Three experts judged 93.2% according to the whole sentence.
Obviously, the lower limit of automatic judgment accuracy is 72.2%, because the machine is no better than just considering sentences.
The most common attachment of preposition p is worse; The upper limit is 88.2%, because the machine can't compare with three.
Experts make better judgments based on these four central words.
This paper reports that among the 3097 quadrangles tested, the system correctly judges the quadrangles.
It is 2606, so the average accuracy rate is 84. 1%. This is different from the above-mentioned upper limit of 88.2%
In contrast, it should be said that it is quite a good result.
4. Conclusion
The efforts of linguists, whether using complex function sets and unified grammar, or lexicalism.
Methods are all great contributions made under the original so-called rationalism framework. Lexical method
This method is especially commendable, because it not only puts forward a finer-grained language knowledge representation method.
At the same time, it also embodies a new idea of gradual development and language knowledge accumulation. Particularly worthy of attention.
It seems that corpus and statistical methods have played a great role in the development of many vocabulary resources.
The role of. This is also a welcome beginning of the integration of empiricism and rationalism. pen
Researchers believe that corpus method and statistical language model are the mainstream of natural language processing technology at present.
Their practical value has been proved in many application systems.
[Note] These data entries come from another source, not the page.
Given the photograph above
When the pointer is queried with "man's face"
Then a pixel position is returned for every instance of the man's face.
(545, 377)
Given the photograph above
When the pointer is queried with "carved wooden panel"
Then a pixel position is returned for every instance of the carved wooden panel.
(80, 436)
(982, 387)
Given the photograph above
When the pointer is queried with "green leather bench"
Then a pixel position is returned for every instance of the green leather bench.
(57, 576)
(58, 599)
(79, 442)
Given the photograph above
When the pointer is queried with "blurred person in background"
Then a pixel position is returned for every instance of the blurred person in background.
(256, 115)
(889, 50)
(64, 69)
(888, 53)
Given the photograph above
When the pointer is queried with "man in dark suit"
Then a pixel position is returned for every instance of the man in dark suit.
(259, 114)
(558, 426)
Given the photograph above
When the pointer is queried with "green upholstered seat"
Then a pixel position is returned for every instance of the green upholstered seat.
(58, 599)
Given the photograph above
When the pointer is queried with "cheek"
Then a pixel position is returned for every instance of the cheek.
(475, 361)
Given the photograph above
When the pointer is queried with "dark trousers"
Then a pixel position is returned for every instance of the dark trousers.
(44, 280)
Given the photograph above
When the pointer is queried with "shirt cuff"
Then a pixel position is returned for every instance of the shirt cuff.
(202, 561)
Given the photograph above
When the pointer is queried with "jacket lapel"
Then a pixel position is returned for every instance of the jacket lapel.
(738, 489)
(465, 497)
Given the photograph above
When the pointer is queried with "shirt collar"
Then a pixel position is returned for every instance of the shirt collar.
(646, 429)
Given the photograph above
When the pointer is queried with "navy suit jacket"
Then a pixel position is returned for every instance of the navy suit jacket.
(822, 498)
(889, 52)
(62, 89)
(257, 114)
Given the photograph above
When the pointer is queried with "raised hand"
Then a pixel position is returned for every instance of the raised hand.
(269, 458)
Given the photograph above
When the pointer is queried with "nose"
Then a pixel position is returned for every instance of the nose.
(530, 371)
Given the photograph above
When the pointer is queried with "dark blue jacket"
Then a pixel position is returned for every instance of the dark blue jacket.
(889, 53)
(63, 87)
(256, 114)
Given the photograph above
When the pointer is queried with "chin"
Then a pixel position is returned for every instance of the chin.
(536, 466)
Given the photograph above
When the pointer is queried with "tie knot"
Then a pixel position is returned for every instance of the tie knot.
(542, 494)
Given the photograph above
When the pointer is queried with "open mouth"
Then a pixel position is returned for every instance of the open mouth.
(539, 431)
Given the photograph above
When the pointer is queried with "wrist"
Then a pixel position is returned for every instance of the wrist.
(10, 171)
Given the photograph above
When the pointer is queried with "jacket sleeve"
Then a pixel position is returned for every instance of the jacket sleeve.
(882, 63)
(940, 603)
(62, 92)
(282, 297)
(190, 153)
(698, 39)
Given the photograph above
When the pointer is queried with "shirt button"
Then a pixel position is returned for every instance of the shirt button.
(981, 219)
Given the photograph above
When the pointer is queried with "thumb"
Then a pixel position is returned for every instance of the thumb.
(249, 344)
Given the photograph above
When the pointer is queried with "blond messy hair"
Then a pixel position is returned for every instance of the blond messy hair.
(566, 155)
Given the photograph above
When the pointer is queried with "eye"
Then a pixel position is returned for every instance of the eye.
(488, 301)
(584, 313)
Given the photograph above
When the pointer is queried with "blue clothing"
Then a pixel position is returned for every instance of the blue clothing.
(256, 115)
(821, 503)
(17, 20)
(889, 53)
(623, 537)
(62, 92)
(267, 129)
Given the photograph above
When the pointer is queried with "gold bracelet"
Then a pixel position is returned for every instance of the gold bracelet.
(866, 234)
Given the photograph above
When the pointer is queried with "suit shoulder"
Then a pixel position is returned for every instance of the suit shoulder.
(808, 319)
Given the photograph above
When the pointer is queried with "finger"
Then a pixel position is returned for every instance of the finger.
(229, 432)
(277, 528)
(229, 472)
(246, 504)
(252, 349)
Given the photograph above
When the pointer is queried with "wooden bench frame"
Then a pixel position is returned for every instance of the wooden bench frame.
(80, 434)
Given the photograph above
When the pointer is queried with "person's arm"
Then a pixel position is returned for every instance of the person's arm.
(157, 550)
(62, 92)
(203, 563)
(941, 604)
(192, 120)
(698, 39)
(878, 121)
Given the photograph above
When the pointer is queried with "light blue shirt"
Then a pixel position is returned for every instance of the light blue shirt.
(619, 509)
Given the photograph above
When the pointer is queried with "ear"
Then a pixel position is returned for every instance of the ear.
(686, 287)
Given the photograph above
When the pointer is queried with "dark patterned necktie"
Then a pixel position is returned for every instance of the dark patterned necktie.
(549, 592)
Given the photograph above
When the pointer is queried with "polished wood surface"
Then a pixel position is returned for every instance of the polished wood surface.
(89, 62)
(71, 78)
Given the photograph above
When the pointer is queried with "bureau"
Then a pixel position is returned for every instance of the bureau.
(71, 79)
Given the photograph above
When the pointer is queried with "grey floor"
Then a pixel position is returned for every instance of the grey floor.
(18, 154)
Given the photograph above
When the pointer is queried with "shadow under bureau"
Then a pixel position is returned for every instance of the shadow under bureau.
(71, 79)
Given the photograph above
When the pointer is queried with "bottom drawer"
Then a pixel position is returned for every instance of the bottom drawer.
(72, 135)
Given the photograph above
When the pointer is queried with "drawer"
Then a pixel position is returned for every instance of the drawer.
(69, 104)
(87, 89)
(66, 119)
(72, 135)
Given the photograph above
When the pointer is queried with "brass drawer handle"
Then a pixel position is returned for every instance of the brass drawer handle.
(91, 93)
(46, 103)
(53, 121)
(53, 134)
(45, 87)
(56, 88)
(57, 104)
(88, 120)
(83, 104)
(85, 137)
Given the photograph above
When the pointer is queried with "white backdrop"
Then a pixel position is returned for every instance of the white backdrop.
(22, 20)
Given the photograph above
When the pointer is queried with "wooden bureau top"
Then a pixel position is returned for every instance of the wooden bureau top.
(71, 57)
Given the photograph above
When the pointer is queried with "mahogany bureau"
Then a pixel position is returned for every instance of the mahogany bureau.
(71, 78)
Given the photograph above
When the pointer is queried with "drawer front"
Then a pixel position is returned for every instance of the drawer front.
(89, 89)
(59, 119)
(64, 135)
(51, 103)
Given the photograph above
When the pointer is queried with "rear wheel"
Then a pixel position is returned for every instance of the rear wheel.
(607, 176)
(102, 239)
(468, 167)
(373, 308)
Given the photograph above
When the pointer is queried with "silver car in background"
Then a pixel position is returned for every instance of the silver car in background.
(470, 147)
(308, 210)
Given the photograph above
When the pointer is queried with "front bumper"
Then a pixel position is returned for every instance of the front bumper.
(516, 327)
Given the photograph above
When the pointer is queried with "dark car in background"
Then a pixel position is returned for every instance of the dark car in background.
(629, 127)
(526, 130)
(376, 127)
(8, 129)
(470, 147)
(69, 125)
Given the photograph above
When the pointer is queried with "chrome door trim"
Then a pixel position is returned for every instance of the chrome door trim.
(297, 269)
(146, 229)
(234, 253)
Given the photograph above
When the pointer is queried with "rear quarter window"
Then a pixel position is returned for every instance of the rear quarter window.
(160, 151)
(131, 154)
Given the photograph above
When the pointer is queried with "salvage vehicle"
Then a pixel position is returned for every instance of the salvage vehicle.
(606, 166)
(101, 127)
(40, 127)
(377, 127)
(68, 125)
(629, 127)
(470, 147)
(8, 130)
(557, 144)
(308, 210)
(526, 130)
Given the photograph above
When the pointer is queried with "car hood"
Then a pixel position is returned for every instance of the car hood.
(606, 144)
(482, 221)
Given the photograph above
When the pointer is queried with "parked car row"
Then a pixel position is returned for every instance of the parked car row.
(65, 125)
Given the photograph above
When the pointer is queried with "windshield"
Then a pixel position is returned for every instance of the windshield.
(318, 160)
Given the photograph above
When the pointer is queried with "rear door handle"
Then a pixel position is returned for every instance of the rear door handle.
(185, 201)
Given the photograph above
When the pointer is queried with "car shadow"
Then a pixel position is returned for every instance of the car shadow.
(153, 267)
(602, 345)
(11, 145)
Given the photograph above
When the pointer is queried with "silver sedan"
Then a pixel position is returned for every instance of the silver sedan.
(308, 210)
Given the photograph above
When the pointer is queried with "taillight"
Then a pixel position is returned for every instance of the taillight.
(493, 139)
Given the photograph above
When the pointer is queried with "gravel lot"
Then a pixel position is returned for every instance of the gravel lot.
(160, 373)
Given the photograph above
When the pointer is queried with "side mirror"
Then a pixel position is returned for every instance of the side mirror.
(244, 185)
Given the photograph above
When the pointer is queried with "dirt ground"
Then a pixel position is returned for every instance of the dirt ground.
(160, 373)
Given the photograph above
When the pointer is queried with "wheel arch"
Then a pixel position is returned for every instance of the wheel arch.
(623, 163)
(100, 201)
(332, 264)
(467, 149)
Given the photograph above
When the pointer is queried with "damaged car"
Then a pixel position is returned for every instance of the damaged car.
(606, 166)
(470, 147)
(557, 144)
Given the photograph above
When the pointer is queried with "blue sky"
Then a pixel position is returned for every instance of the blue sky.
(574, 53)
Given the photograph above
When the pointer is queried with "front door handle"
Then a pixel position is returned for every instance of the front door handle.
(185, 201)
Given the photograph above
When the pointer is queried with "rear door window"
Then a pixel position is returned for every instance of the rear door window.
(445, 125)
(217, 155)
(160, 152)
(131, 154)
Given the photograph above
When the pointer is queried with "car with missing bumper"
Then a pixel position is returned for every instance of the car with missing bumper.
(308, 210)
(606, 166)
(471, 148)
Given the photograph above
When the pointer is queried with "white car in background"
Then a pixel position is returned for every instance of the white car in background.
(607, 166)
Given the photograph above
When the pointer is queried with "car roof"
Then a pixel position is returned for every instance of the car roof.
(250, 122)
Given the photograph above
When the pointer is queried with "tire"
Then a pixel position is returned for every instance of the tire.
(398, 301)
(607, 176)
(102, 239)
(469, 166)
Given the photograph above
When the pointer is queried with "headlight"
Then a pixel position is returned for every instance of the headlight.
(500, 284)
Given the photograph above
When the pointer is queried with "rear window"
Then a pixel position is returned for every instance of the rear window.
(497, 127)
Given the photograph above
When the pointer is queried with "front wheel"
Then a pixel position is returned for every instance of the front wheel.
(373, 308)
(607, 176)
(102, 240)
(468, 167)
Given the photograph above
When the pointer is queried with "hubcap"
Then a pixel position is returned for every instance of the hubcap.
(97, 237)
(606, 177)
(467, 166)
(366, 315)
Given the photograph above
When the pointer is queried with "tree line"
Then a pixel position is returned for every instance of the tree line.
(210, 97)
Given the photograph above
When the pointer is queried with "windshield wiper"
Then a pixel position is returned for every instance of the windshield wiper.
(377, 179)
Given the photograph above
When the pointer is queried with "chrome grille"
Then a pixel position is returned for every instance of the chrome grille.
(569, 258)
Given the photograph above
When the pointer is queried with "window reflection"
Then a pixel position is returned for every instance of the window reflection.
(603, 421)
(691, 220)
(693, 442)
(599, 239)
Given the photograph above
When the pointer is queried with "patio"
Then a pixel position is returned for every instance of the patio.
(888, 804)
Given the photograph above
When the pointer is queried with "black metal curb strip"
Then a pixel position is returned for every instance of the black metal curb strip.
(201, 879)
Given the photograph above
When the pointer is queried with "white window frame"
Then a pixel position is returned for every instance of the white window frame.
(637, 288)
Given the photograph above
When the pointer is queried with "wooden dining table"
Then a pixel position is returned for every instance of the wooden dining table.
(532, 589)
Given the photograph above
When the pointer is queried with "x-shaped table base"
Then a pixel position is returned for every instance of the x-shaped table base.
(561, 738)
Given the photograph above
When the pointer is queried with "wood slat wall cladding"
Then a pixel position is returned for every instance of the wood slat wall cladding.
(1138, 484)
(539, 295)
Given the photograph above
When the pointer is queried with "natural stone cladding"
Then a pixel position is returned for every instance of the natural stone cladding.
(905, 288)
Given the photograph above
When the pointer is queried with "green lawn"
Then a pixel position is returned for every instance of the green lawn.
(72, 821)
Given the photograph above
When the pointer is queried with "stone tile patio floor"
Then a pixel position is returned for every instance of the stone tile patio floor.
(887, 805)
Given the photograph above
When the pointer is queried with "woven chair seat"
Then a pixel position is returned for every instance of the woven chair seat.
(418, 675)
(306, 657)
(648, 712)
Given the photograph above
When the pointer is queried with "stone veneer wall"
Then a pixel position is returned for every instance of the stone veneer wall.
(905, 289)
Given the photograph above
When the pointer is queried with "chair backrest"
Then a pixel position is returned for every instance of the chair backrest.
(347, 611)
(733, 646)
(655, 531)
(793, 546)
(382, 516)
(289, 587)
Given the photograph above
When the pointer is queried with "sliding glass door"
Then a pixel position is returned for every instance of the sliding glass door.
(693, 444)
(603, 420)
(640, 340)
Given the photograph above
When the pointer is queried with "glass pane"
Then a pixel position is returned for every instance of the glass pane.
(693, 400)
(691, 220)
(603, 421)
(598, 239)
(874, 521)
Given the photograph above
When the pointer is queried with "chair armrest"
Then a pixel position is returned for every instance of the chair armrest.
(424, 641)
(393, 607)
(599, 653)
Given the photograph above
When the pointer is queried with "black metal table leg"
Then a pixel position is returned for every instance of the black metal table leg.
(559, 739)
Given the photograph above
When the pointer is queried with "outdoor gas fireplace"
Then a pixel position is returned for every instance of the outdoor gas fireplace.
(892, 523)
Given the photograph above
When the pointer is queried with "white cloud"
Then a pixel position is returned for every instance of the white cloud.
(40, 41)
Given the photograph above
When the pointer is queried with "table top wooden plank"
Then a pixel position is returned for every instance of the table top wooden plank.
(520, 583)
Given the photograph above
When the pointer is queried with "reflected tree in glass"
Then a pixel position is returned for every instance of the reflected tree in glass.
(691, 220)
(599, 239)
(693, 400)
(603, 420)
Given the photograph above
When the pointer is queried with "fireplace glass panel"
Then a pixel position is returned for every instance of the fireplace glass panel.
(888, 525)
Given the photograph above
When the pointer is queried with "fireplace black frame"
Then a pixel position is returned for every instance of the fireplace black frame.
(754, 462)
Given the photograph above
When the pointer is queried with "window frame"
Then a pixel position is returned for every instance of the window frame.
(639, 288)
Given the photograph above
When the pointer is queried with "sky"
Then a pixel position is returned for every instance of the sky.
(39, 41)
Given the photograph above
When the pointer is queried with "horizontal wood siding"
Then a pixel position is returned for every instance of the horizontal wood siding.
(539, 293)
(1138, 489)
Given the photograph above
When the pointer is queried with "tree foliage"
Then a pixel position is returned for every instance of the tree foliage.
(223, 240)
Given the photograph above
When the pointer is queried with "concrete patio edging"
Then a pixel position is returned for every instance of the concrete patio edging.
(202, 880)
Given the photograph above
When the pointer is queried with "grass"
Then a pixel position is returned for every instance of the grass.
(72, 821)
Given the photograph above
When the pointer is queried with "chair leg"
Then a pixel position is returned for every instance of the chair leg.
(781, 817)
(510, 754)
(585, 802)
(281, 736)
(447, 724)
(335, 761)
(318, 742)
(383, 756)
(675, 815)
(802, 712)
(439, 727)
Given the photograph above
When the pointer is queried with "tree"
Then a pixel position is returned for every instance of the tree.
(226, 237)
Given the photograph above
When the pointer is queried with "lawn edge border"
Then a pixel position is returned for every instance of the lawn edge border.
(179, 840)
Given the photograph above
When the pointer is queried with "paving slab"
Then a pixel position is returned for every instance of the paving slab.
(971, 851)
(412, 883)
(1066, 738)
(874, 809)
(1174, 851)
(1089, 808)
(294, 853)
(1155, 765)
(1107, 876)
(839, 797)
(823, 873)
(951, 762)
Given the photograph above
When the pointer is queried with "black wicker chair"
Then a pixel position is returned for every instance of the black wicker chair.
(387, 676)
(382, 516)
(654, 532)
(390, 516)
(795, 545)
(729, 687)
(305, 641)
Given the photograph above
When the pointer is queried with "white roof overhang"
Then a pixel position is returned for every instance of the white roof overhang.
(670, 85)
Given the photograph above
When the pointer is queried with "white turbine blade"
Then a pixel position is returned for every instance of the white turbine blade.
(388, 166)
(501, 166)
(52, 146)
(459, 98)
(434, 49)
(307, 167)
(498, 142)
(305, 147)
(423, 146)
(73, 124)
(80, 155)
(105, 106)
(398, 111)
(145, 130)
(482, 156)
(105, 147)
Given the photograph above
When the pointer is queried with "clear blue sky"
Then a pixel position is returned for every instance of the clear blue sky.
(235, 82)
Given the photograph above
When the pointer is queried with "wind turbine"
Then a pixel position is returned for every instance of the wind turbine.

Research on statistical language model,
Especially in the statistical modeling of structured objects, there is still a broad space for development.
References:
Alzheimer, Jane & William Myers (editor. ). 1990. Corpus Linguistics:
Theory and practice [c] Amsterdam: Rodopi.
Collins, m. and j. brooks. 1995. Prepositional phrases
Connection through backward model [p]. In the minutes of the meeting
The third symposium on very large corpora. Cambridge, Massachusetts.
Garside, R., G. Leech and G. Sampson (eds.). 1989. This
Computational analysis of English: a corpus-based approach.
London: Longman.
Hudson, Rhode Island 199 1. English word grammar [m] Cambridge,
Quality. : Basil Blackwell.
Bai Shuaihu, 1992, Research on Chinese Part of Speech Automatic Tagging System [[Ma]]. Tsinghua University calculation
Master's degree thesis of mechanical science and technology department.
Dong Zhendong and Dong Qiang, 1997, hownet [J]. The third phase of language application.
Yu et al., 1998, Dictionary of Modern Chinese Grammatical Information [M]. Beijing:
Tsinghua University Publishing House.